(О книге: Илья Тюрин. Шекспир. Сцены. / Shakespeare. The scenes. Послесл. М. Кудимовой, А. Чернова. – М.: Художественная литература, 2017)
В руках у меня очень ладная и очень обманчивая книжечка. Изящный формат, твёрдая обложка, много картинок на разворотах, иллюстрирующих текст – в жанре диалога автора со своими персонажами. Приятное дополнение, хотя, на мой взгляд, и с упрощающим месседжем: видите, автор ещё юн, немного угловат, его экспромт – проба пера, в таком же духе, как эти наивные картинки…
Решаясь высказаться о «Шекспире» Ильи Тюрина, я чувствую, что ступаю на зыбкую почву. Каким должен быть жанр высказывания и общения с читателем? Ведь, во-первых, глубокие и сведущие критики Марина Кудимова и Андрей Чернов высказали свои суждения в этой же книге, причём с полнотой, оставляющей мне не столь уж большой выбор ракурса: не хотелось бы превращать текст в набор тавтологий. Во-вторых, «Сцены» написаны 20 лет назад – для нашей страны и её культурного поля срок огромный, и велик соблазн сочинение Ильи «поставить в контекст» той литературной ситуации… Но пускаться в такого рода анализ – удел серьёзных литературоведов, в противном случае легко скатиться в социологическое занудство.

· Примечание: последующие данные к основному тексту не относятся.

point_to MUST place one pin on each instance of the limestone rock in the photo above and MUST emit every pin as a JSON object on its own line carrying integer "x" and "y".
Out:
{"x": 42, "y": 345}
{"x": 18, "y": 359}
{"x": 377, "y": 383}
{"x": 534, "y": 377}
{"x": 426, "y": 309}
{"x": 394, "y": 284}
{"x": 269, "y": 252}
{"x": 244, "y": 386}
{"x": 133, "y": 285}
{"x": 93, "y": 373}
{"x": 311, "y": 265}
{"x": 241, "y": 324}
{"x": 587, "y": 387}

Поэтому я позволю себе высказаться о своих впечатлениях и наблюдениях вне какого-либо жёсткого нарратива, предложить взгляд «сбоку», отчасти через ту призму, через которую я как антрополог привыкла воспринимать произведения искусства. Возможно, он окажется интересным для тех, у кого достанет любопытства прочесть мой опус.
Прежде всего, я испытываю удовольствие от того, как много контекстов вобрал короткий текст «Шекспира»: и искушённый шекспировед, и ценитель русской поэзии получат немалую пищу для аллюзий и богатых ассоциаций, с разной степенью проявленных в «Сценах». Несмотря на свой юный возраст, Илья Тюрин (в момент написания «Шекспира» ему было 17 лет) вполне по-взрослому вступает в игру на культурном пространстве постмодерна, сохраняя притом необходимую для такой игры ясность сознания, но не торопясь выстроить для читателя очевидный нарратив – для чего и о чём он «издалека заводит речь». Своего рода шахматная партия, составленная словно бы по «свежим следам» личного диалога с Фуко и Делёзом…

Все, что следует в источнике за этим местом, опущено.